Remembering the promise of the rainbow
By Linda Albert | (firstname.lastname@example.org)
The storms came through Wednesday afternoon. Not again, I sighed, keeping a wary eye on the window near my desk. My car windows were cracked a bit too much for the expected rains, so I went out to put them up. A crack of thunder ushered me back in the door.
Having vacation the week before was nice, but getting back into the swing of things at work has been a struggle. I’m thankful to be physically able to work, as so many friends with fibromyalgia and other similarly painful and energy-sapping diseases, syndromes, conditions or whatever you want to call them are not able to do so. Changing weather only exacerbates the symptoms, another reason I was not looking forward to the upcoming downpours.
Then came the rain ...
I often forget what happens when storms pass. The air is fresher, cleaner, more fragrant. The ever-present East Tennessee pollen is tamed for a little while. The heat abates.
And if all the factors are just so — if the sun is at just the right angle, and the moisture lingers in the atmosphere at just the right spot — every individual droplet of water acts as a tiny prism to disperse the sunlight. Science explains that wavelengths of light associated with a specific color arrive in our eyes from the collection of droplets, forming what we call a rainbow.
I almost missed this rainbow right outside our back door. I would have without one of my coworkers coming back from supper and announcing its presence. Even then, I turned to photographer Daryl Sullivan and asked if he was going to get a shot, returning to my work with no intentions of walking to the door to see. For some reason, I changed my mind and went along with Daryl and a couple of others. I was so glad I did, for stretching across the sky was a perfectly formed arc of red, orange, yellow, green, blue, indigo and violet.

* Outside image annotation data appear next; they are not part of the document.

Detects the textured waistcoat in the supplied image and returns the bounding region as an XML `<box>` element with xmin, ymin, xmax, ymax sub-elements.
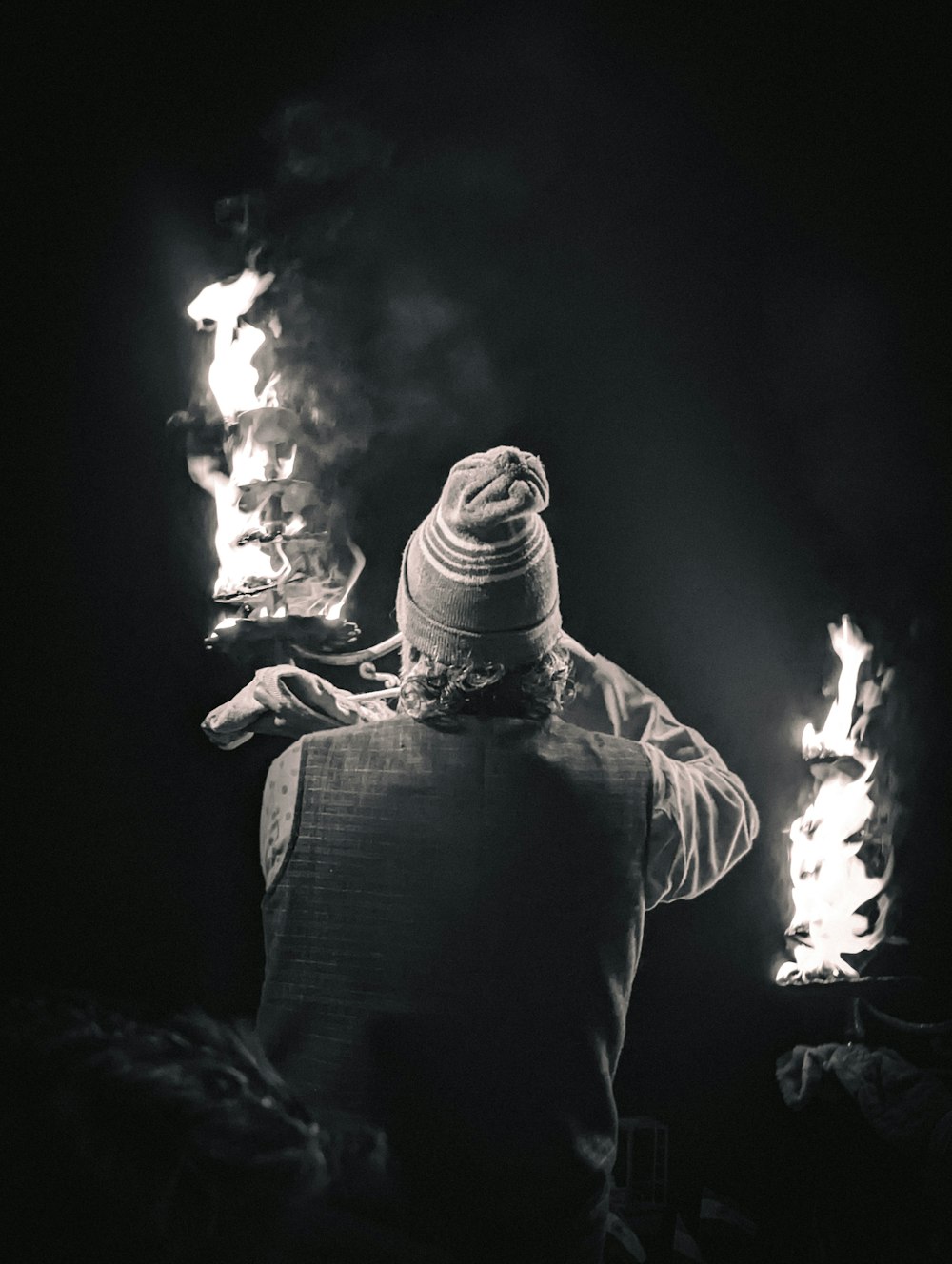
<box><xmin>258</xmin><ymin>717</ymin><xmax>651</xmax><ymax>1254</ymax></box>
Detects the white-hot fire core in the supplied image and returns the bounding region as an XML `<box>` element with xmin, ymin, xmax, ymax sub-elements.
<box><xmin>776</xmin><ymin>614</ymin><xmax>893</xmax><ymax>982</ymax></box>
<box><xmin>186</xmin><ymin>268</ymin><xmax>274</xmax><ymax>420</ymax></box>
<box><xmin>188</xmin><ymin>268</ymin><xmax>364</xmax><ymax>627</ymax></box>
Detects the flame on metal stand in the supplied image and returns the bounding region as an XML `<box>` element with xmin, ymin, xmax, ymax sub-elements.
<box><xmin>776</xmin><ymin>614</ymin><xmax>894</xmax><ymax>983</ymax></box>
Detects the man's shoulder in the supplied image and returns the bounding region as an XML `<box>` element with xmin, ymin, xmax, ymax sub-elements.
<box><xmin>294</xmin><ymin>714</ymin><xmax>419</xmax><ymax>753</ymax></box>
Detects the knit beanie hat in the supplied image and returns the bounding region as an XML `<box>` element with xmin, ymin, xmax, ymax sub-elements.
<box><xmin>397</xmin><ymin>447</ymin><xmax>562</xmax><ymax>667</ymax></box>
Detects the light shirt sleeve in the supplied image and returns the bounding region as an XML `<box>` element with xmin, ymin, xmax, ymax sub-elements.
<box><xmin>259</xmin><ymin>742</ymin><xmax>301</xmax><ymax>890</ymax></box>
<box><xmin>566</xmin><ymin>655</ymin><xmax>760</xmax><ymax>909</ymax></box>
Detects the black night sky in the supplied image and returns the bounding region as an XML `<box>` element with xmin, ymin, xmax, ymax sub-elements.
<box><xmin>7</xmin><ymin>3</ymin><xmax>949</xmax><ymax>1254</ymax></box>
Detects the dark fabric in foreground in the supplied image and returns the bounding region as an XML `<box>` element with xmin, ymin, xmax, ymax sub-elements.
<box><xmin>0</xmin><ymin>995</ymin><xmax>450</xmax><ymax>1264</ymax></box>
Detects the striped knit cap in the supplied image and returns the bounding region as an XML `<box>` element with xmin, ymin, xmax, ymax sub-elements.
<box><xmin>397</xmin><ymin>447</ymin><xmax>562</xmax><ymax>667</ymax></box>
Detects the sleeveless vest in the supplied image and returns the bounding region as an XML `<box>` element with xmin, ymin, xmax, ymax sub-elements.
<box><xmin>258</xmin><ymin>717</ymin><xmax>651</xmax><ymax>1259</ymax></box>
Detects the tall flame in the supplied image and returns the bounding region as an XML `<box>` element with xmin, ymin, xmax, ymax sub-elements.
<box><xmin>188</xmin><ymin>268</ymin><xmax>364</xmax><ymax>627</ymax></box>
<box><xmin>776</xmin><ymin>614</ymin><xmax>893</xmax><ymax>982</ymax></box>
<box><xmin>186</xmin><ymin>268</ymin><xmax>274</xmax><ymax>419</ymax></box>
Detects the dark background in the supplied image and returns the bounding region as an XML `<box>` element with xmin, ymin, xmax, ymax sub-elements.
<box><xmin>8</xmin><ymin>4</ymin><xmax>949</xmax><ymax>1254</ymax></box>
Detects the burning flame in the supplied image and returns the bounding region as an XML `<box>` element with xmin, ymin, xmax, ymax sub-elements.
<box><xmin>188</xmin><ymin>268</ymin><xmax>364</xmax><ymax>631</ymax></box>
<box><xmin>776</xmin><ymin>614</ymin><xmax>893</xmax><ymax>982</ymax></box>
<box><xmin>186</xmin><ymin>268</ymin><xmax>274</xmax><ymax>419</ymax></box>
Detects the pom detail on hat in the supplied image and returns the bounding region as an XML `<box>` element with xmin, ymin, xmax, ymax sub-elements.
<box><xmin>397</xmin><ymin>447</ymin><xmax>562</xmax><ymax>667</ymax></box>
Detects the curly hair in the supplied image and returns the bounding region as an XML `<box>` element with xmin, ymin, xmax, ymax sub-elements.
<box><xmin>398</xmin><ymin>644</ymin><xmax>575</xmax><ymax>728</ymax></box>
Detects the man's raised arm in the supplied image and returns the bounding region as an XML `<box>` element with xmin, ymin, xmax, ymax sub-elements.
<box><xmin>563</xmin><ymin>633</ymin><xmax>760</xmax><ymax>909</ymax></box>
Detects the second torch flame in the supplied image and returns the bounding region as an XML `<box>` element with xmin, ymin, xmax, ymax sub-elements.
<box><xmin>776</xmin><ymin>614</ymin><xmax>893</xmax><ymax>982</ymax></box>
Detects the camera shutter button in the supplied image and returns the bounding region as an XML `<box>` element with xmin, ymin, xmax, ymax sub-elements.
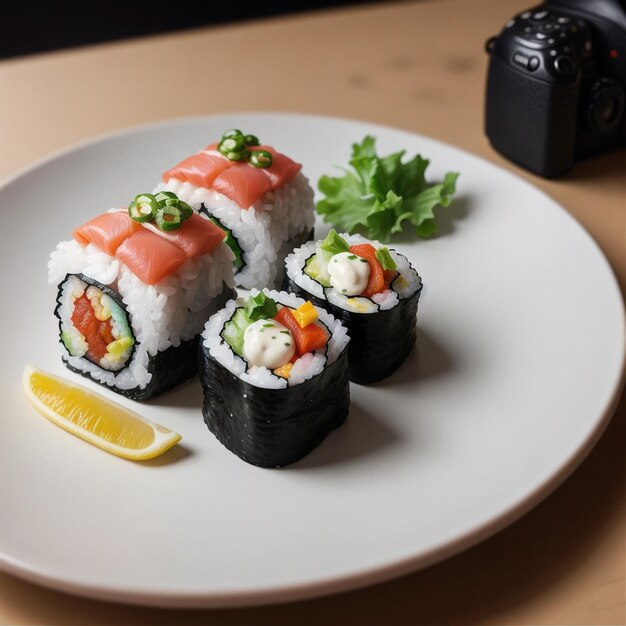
<box><xmin>554</xmin><ymin>55</ymin><xmax>576</xmax><ymax>76</ymax></box>
<box><xmin>513</xmin><ymin>52</ymin><xmax>539</xmax><ymax>72</ymax></box>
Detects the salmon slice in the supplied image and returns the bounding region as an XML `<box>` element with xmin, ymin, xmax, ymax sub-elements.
<box><xmin>162</xmin><ymin>152</ymin><xmax>233</xmax><ymax>189</ymax></box>
<box><xmin>150</xmin><ymin>213</ymin><xmax>226</xmax><ymax>259</ymax></box>
<box><xmin>213</xmin><ymin>163</ymin><xmax>272</xmax><ymax>209</ymax></box>
<box><xmin>73</xmin><ymin>211</ymin><xmax>141</xmax><ymax>256</ymax></box>
<box><xmin>116</xmin><ymin>229</ymin><xmax>188</xmax><ymax>285</ymax></box>
<box><xmin>252</xmin><ymin>146</ymin><xmax>302</xmax><ymax>189</ymax></box>
<box><xmin>72</xmin><ymin>293</ymin><xmax>115</xmax><ymax>363</ymax></box>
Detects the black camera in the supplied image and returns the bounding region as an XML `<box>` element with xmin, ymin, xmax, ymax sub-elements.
<box><xmin>485</xmin><ymin>0</ymin><xmax>626</xmax><ymax>178</ymax></box>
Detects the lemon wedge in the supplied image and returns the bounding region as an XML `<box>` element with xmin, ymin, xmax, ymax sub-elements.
<box><xmin>22</xmin><ymin>365</ymin><xmax>181</xmax><ymax>461</ymax></box>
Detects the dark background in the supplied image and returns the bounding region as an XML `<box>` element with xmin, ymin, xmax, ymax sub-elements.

What a breathtakingly beautiful promise painted in the sky by the fingers of God.
A teacher in a Sunday school class I attended years ago taught a class on Noah and the great flood that destroyed the Earth as related in the book of Genesis. One of the points he brought out was that, prior to this time, there was no such thing as rain based on Genesis 7:11: “... on that day all the fountains of the great deep were broken up, and the windows of heaven were opened.” Can you imagine being a person alive at the time of Noah and seeing this for the first time, if this teacher’s interpretation was correct? The terror in finally understanding what Noah had been telling them all along, yet they didn’t believe or heed the warning? The terror of Noah and his family and the beasts and creeping things and birds of the air as they tossed and spun on angry waves? Even knowing that God had instructed Noah on the building of the ark to save him and all with him — even knowing that God himself closed the door (in verse 16: “So those that entered, male and female of all flesh, went in as God had commanded him; and the LORD shut him in”) — would have been poor consolation.
But God brought them through.
In chapter 9: 13-15, God sent the promise of the rainbow: “I set my rainbow in the cloud, and it shall be for the sign of the covenant between Me and the Earth. It shall be, when I bring a cloud over the Earth, that the rainbow shall be seen in the cloud; and I will remember my covenant which is between Me and you and every living creature of all flesh; the waters shall never again become a flood to destroy all flesh.”
Sometimes we all get so busy with the demands of life that we forget who is actually in control of it all. The storms will come. There’s no way around it. We will lose the people we love most, our jobs, good health, homes, possessions, perhaps our earthly lives. But I am fully convinced that running into the Ark that is God himself is the only way to ride out the floods.
My daughter posted on Facebook awhile back about my granddaughter, Ellie, seeing a rainbow for the first time. Emily wrote, “The only thing better than seeing this perfect rainbow above my house was witnessing Ellie’s reaction to seeing a rainbow for the first time: ‘Mommy! LOOK! A rainbow! There’s a rainbow! I’ve never seen a rainbow before, and I LOVE rainbows! It’s soooo pretty! It’s God’s promise to us! Can we go read about Noah and how God make the rainbow?!?’”
I pray that I will be as wise as a 5-year-old when I grow up.